Currently, sociopathy in humans cannot be cured; but various interventions, both genetic and pharmacological, have been mooted. When the therapeutic option does exist, should the treatment be offered? At present sociopathic human serial killers must be locked up for life. A “cure” that enabled human serial killers to become truly pro-social, empathetic beings would indeed “rob” them of their former identity. Such an intervention would be “coercive”, maybe not in the strict sense, but effectively so if the alternative is being locked up indefinitely. The same is true of violent repeat sex-offenders. Now consider another form of behaviour in lions whose practice by humans would spell incarceration for life. A mature male lion is genetically programmed to go into a pride, challenge the reigning male, and (if the invading male is victorious) methodically kill off the young cubs of the defeated male. Killing his rival’s cubs helps maximize the inclusive fitness of his DNA. Their mother will then go on heat again so the invading male lion can mate with her and sire his own cubs. Around a third of all lion cubs born perish in this way.

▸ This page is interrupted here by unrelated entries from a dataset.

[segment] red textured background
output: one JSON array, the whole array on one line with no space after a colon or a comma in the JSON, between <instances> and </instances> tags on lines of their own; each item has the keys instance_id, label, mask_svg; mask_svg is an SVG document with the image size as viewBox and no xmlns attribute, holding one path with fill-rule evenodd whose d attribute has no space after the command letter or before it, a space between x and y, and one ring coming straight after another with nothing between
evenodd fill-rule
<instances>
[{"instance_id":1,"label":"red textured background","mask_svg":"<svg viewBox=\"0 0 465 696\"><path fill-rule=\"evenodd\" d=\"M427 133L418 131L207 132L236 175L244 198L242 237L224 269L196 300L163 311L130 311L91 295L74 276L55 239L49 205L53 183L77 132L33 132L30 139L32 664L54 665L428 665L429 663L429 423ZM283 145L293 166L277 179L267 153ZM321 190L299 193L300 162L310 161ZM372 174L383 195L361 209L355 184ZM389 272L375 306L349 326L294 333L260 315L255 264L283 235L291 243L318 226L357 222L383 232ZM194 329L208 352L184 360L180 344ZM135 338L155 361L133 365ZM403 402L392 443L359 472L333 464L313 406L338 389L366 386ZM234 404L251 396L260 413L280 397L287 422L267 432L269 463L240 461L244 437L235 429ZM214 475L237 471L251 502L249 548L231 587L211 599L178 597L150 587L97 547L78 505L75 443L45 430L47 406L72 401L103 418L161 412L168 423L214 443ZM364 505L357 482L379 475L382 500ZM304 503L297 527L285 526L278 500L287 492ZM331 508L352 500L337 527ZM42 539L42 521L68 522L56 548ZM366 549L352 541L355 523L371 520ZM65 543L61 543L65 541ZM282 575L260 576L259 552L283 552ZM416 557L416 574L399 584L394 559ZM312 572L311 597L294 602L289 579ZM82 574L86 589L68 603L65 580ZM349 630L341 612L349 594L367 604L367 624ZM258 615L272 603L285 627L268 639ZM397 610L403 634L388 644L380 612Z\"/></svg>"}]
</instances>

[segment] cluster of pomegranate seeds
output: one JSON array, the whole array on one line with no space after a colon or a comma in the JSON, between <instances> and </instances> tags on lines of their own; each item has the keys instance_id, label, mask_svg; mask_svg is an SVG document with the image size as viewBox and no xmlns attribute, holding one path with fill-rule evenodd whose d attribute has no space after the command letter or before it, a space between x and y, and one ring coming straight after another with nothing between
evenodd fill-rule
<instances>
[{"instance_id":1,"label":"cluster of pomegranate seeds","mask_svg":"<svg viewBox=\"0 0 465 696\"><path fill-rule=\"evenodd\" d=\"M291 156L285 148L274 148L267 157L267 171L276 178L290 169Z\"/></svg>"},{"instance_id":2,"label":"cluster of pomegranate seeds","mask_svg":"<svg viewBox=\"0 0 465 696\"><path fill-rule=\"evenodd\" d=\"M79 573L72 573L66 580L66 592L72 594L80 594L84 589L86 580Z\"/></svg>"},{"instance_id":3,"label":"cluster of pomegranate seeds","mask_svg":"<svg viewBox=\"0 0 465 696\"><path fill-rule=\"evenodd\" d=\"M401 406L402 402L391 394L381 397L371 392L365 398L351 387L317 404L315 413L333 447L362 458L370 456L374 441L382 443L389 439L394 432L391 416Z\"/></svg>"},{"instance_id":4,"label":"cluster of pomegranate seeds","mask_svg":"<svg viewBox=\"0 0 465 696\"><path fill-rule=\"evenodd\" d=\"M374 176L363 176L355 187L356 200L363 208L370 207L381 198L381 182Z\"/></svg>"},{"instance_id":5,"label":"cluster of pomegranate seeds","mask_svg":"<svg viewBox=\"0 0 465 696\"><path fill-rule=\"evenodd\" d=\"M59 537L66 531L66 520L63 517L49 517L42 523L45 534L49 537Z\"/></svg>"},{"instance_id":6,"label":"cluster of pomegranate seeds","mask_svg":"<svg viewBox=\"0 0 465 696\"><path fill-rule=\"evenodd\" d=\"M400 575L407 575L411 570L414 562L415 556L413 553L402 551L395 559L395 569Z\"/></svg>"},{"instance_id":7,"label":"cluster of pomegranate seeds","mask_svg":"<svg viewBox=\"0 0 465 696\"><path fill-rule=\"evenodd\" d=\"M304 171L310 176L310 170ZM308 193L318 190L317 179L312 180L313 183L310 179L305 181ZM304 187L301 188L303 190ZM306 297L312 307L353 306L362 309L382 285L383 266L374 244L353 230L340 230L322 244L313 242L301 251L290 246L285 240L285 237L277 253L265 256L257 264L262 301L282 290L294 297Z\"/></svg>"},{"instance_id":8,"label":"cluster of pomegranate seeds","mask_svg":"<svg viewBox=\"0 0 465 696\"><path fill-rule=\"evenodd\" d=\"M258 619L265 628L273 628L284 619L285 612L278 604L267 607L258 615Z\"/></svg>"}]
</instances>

Mercifully, nothing so mechanistic plays out with human stepfathers and young stepchildren. But statistically, it is immensely more risky to be raised as a stepchild than by both one’s biological parents. If there were therapeutic interventions that could help stifle hostile feelings on the part of stepfathers to young stepchildren, would their use be desirable? Many stepfathers, for instance, might welcome their availability. Otherwise decent parents may be disturbed by the hostile feelings they feel toward their stepchildren - even though the vast majority of stepparents do not act on them in the extreme form practised by male lions. Infanticide is cruel irrespective of the species identity of the perpetrator. In the future, interventions can prevent its occurrence in our wildlife parks even at the price of tweaking the “natural” genomes of their members.